Masjid Nabawi Dibangun di Atas Tanah Bekas Kuburan Orang-Orang Musyrik
Masjid tersebut didirikan tak lama setelah Rasulullah SAW sampai di Madinah. Lokasinya, tepat ketika tunggangan Rasulullah SAW berhenti. Satu riwayat menyebut tanah itu merupakan tempat penjemuran kurma milik Suhail dan Sahl, dua anak yatim dari Bani Najjar yang berada dalam pemeliharaan As’ad bin Zurarah.
Rasulullah SAW bersabda:
هَذَا إِنْ شَاءَ اللهُ الْمَنْزِلُ
“Insya Allah, tempat ini (untuk) rumah” [HR Bukhari
Dr Mahdi Rizqullah dalam bukunya berjudul "as-Siratun-Nabawiyah fi Dhau`il Mashâdiril Ashliyyah" mengutip hadis yang diriwayatkkan Imam Bukhari menceritakan Rasulullah SAW memanggil kedua anak yatim itu lalu menawar tanah tersebut untuk dijadikan masjid . Tetapi kedua anak itu berkata: “Justru kami ingin memberikannya kepada Anda, wahai Rasulullah.”
Meski demikian, Rasulullah SAW merasa enggan menerima pemberian dua anak kecil ini, sehingga beliau tetap membelinya. Dan di atas tanah ini, Masjid Nabawi dibangun.
Dalam riwayat Imam Bukhari lainnya diceritakan, ketika Rasulullah SAW hendak memerintahkan pembangunan masjid, beliau mengirim utusan ke Bani Najjar. Ketika mereka sudah datang, Rasulullah SAW bersabda kepada mereka:
يَا بَنِي النَّجَّارِ ثَامِنُونِي بِحَائِطِكُمْ هَذَا قَالُوا لَا وَاللَّهِ لَا نَطْلُبُ ثَمَنَهُ إِلَّا إِلَى اللَّهِ
“Wahai Bani Najjar, hargailah kebun kalian ini untukku!” Mereka menjawab: “Demi Allah , tidak! Kami tidak akan meminta harganya kecuali kepada Allah Azza wa Jalla “.
Dalam riwayat ini dijelaskan juga, bahwa di tempat ini terdapat kuburan orang-orang musyrik, dataran yang agak tinggi, dan ada juga pohon kurma. Rasulullah SAW pun memerintahkan agar kuburan orang-orang musyrik ini digali dan tulang-belulangnya dikeluarkan, dataran yang agak tinggi diratakan, dan beliau memerintahkan agar memotongi pohon-pohon kurma tersebut.
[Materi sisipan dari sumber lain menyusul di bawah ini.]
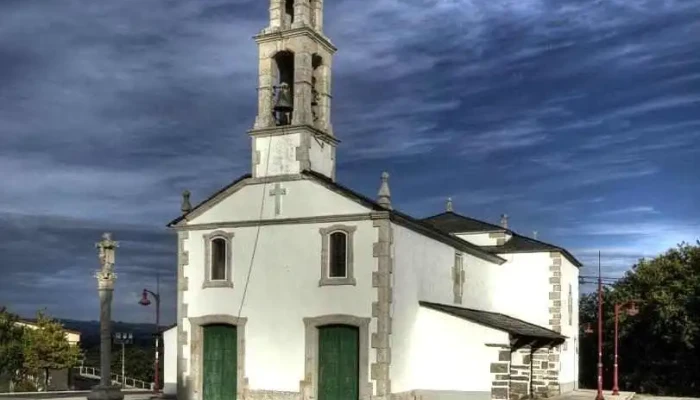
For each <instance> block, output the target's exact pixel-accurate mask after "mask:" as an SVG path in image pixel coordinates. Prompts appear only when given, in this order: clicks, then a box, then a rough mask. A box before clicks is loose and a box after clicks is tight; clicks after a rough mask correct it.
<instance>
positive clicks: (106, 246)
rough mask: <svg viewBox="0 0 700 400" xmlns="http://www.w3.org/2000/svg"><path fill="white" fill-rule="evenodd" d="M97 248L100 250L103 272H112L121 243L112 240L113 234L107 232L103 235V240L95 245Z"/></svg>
mask: <svg viewBox="0 0 700 400" xmlns="http://www.w3.org/2000/svg"><path fill="white" fill-rule="evenodd" d="M95 247H97V248H98V249H99V256H98V257H99V259H100V265H101V266H102V272H112V270H113V269H114V262H115V253H116V251H115V249H116V248H117V247H119V242H116V241H114V240H112V234H111V233H109V232H105V233H104V234H103V235H102V240H101V241H99V242H97V243H95Z"/></svg>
Setelah itu, pembangunan masjid pun dimulai. Rasulullah SAW sendiri berbaur bersama para sahabat membawa batu bata yang masih mentah. Beliau SAW membacakan syair:
هَذَا الْحِمَـالُ لَا حِمَـالَ خَيْبَرْ – هَذَا أَبَرُّ رَبَّنَا وَأَطْهَرْ
“Yang dibawa ini bukanlah beban dari Khaibar. Ini lebih kekal, lebih bermanfaat dan lebih suci di sisi Rabb kami“.
Beliau juga berseru:
اللَّهُمَّ إِنَّ الْأَجْرَ أَجْرُ الْآخِرَهْ – فَارْحَمْ الْأَنْصَارَ وَالْمُهَاجِرَهْ
“Ya Allah, sesungguhnya ganjaran itu adalah ganjaran akhirat. Berilah rahmat kepada kaum Anshâr dan kaum Muhajirin“. [HR Bukhari]
Dalam riwayat lain diceritakan bahwa mereka memindahkan bebatuan sambil membawakan syair, sementara itu Rasulullah SAW juga berbaur bersama mereka. Mereka mengumandangkan syair:
اللَّهُمَّ إِنَّهُ لَا خَيْرَ إِلَّا خَيْرُ الْآخِرَهْ فَانْصُرْ الْأَنْصَارَ وَالْمُهَاجِرَهْ
“Ya Allah, sesungguhnya tidak ada kebaikan kecuali kebaikan akhirat. Maka berilah pertolongan kepada kaum Anshâr dan Muhajirin“.[HR Bukhari]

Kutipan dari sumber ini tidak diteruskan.